Enough Light for the Next Step
Often we want to be able to see into the future. We say, 'How will next year be for me? Where will I be five or ten years from now?' There are no answers to these questions. Mostly we have just enough light to see the next step: what we have to do in the coming hour or the following day. The art of living is to enjoy what we can see and not complain about what remains in the dark. When we are able to take the next step with the trust that we will have enough light for the step that follows, we can walk through life with joy and be surprised at how far we go. Let's rejoice in the little light we carry and not ask for the great beam that would take all shadows away.
Living the Moment to the Fullest
Patience is a hard discipline. It is not just waiting until something happens over which we have no control: the arrival of the bus, the end of the rain, the return of a friend, the resolution of a conflict. Patience is not a waiting passivity until someone else does something. Patience asks us to live the moment to the fullest, to be completely present to the moment, to taste the here and now, to be where we are. When we are impatient we try to get away from where we are. We behave as if the real thing will happen tomorrow, later and somewhere else. Let's be patient and trust that the treasure we look for is hidden in the ground on which we stand.

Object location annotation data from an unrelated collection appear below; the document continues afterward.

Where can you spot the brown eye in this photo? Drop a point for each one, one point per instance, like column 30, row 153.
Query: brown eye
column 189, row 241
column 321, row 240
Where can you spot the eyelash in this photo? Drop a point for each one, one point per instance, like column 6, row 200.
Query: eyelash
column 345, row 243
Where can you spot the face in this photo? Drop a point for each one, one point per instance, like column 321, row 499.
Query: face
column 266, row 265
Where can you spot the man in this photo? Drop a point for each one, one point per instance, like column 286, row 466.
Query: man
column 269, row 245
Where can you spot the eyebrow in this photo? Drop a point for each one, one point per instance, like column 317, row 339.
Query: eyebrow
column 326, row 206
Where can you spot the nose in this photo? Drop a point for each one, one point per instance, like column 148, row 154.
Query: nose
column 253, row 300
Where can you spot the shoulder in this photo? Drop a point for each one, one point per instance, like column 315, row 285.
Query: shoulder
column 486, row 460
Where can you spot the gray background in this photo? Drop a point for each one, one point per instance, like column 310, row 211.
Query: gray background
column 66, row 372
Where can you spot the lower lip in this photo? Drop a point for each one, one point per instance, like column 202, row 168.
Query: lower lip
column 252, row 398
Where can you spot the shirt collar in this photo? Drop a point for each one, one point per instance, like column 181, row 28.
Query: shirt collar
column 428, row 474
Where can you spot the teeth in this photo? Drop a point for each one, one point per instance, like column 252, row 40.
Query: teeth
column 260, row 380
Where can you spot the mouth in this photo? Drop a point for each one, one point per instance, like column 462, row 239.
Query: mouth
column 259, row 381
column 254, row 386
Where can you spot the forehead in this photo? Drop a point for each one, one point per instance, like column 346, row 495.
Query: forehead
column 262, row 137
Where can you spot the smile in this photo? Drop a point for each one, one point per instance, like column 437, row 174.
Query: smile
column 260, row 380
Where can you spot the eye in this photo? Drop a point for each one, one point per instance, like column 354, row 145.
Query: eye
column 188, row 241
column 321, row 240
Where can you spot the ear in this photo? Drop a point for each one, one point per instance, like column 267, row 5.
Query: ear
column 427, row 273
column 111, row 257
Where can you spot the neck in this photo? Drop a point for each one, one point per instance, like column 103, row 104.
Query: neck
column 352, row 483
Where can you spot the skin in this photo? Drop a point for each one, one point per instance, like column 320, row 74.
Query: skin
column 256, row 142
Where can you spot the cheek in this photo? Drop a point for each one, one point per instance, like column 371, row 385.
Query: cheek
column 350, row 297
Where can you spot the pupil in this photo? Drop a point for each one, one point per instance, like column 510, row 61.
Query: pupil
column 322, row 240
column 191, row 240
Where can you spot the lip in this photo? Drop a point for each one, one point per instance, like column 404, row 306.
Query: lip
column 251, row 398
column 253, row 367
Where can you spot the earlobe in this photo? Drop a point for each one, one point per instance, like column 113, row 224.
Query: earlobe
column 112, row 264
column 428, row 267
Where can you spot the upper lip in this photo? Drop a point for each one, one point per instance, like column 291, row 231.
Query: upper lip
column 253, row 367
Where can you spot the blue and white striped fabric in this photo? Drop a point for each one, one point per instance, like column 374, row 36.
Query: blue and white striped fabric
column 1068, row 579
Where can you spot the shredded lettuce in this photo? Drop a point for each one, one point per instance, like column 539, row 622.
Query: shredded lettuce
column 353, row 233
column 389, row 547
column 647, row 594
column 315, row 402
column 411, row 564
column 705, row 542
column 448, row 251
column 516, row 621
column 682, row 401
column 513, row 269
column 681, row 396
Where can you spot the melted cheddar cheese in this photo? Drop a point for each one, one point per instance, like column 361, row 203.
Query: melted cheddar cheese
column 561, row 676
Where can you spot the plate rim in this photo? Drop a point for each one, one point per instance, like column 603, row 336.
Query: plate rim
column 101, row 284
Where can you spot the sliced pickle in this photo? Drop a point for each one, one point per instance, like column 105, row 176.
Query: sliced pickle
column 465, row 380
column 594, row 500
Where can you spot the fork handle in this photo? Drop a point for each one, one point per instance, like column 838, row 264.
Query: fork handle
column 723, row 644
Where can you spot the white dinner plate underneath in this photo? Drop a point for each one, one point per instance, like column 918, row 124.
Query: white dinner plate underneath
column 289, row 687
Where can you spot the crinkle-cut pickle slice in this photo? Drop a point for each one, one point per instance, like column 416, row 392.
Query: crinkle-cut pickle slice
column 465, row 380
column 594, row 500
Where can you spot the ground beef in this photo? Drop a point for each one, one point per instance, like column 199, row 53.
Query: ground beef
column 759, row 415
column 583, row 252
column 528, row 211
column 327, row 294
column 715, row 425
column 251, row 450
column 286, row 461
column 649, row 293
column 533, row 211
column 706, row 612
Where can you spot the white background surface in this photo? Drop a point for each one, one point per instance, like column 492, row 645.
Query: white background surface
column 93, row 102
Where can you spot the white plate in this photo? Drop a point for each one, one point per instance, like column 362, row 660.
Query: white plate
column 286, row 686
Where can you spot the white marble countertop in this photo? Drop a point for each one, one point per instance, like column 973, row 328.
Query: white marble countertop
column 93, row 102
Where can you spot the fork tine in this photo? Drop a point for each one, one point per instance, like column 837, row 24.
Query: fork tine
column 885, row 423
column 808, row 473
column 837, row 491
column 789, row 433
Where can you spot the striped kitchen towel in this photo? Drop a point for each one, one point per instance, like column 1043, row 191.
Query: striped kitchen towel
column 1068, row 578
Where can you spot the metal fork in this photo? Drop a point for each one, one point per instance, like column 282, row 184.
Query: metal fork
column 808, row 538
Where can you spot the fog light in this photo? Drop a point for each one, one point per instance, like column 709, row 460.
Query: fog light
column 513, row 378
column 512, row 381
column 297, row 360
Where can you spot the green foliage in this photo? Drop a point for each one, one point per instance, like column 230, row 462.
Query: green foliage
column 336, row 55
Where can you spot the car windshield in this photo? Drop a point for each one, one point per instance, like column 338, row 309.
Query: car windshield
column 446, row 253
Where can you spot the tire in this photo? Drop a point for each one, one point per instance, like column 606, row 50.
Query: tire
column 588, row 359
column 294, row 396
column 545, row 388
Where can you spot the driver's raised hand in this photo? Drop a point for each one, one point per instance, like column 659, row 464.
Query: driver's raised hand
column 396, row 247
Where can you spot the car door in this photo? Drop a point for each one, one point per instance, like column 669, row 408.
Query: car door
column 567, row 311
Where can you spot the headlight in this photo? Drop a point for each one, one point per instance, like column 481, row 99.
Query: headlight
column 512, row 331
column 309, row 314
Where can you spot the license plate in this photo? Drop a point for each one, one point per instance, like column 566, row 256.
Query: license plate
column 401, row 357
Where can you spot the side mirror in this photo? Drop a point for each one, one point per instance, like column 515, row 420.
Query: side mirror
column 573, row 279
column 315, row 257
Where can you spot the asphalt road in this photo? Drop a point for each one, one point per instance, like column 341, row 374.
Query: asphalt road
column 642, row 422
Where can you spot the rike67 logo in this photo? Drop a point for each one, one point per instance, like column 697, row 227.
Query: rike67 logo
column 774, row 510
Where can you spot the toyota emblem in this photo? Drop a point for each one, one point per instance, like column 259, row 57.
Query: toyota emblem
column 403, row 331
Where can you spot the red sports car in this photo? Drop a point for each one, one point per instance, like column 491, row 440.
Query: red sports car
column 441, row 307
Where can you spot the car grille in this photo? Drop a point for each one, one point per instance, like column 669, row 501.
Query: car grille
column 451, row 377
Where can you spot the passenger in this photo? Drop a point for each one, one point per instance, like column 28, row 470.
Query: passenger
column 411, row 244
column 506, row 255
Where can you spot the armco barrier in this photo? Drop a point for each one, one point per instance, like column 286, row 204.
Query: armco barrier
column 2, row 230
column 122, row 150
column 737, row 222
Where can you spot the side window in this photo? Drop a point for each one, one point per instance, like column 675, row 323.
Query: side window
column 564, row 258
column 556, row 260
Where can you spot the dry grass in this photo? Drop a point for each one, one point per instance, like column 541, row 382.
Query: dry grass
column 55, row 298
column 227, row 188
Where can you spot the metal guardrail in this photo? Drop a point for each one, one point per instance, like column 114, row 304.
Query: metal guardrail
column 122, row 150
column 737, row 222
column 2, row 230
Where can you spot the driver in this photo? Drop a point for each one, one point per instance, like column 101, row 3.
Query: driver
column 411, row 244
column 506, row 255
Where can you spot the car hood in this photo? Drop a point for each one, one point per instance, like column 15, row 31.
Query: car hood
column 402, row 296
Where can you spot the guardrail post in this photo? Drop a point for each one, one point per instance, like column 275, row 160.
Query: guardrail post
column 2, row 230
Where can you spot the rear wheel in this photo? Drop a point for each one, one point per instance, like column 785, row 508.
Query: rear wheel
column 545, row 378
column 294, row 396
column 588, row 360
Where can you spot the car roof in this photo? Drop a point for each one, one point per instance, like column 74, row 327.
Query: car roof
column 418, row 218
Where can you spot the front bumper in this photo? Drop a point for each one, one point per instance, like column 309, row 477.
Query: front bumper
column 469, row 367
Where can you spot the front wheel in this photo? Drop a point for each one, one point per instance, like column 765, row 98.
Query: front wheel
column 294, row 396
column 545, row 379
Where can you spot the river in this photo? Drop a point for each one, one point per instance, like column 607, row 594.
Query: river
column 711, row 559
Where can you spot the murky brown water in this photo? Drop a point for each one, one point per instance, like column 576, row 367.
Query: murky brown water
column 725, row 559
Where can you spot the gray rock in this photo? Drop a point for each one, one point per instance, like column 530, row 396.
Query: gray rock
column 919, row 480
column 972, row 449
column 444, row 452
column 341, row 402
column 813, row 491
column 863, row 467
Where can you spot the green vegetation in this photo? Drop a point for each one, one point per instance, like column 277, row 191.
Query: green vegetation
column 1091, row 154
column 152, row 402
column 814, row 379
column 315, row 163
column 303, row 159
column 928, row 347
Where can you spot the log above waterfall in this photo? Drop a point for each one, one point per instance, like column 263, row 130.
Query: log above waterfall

After reading these little snippets this week, I have to thank my lucky stars for Henri Nouwen. Especially in times like these where I feel overwhelmed with decisions and the temptation is there to be completely preoccupied with the past or with the future. Even if these readings remind me that I am probably the least patient person I know. I am so stinking impatient it is ridiculous. I am only now beginning to realize the deep affects of my impatience on almost every aspect of my life. I am notorious for not being able to wait in line-ups. I would throw full on fits as a kid in restaurants if the food wasn't delivered in 2 seconds. 20 odd years later and not much has changed. but it's not the surface impatience that is the killer...it's the sense in myself that I need to be in the perfect life condition now now now. I need to have some kind of comprehensive plan to fulfill all of my dreams and goals this second. I need to fix all of my weird personality quirks right away. It's only when I have completely burnt myself out by all of the self inflicted demands, that I realize that I'm doing the same thing I did in McDonald's when i was a screaming five year old and had to have that happy meal IMMEDIATELY, or else. So immature.
Sometimes I wish I were some kind of Zen master who knew how to be completely absorbed in the present. Either a Zen master or a three year old. There's got to be some kind of happy medium. Unfortunately I am one of those people Henri described - always trying to 'get away from' where I am.
Reminds me of a dream I had a dream about Henri Nouwen a couple of years ago at a particularly difficult time. He showed up in my kitchen and sat down. I remember in the dream being so relieved to see him and I remember asking him a question...something along the lines of "What should I do about this, Henri?" I remember he just looked at me smiled and shrugged his shoulders. Then I woke up.
So, this will be my mantra for the next couple of weeks until I'm out from under the haze:
Let's be patient and trust that the treasure we look for is hidden in the ground on which we stand.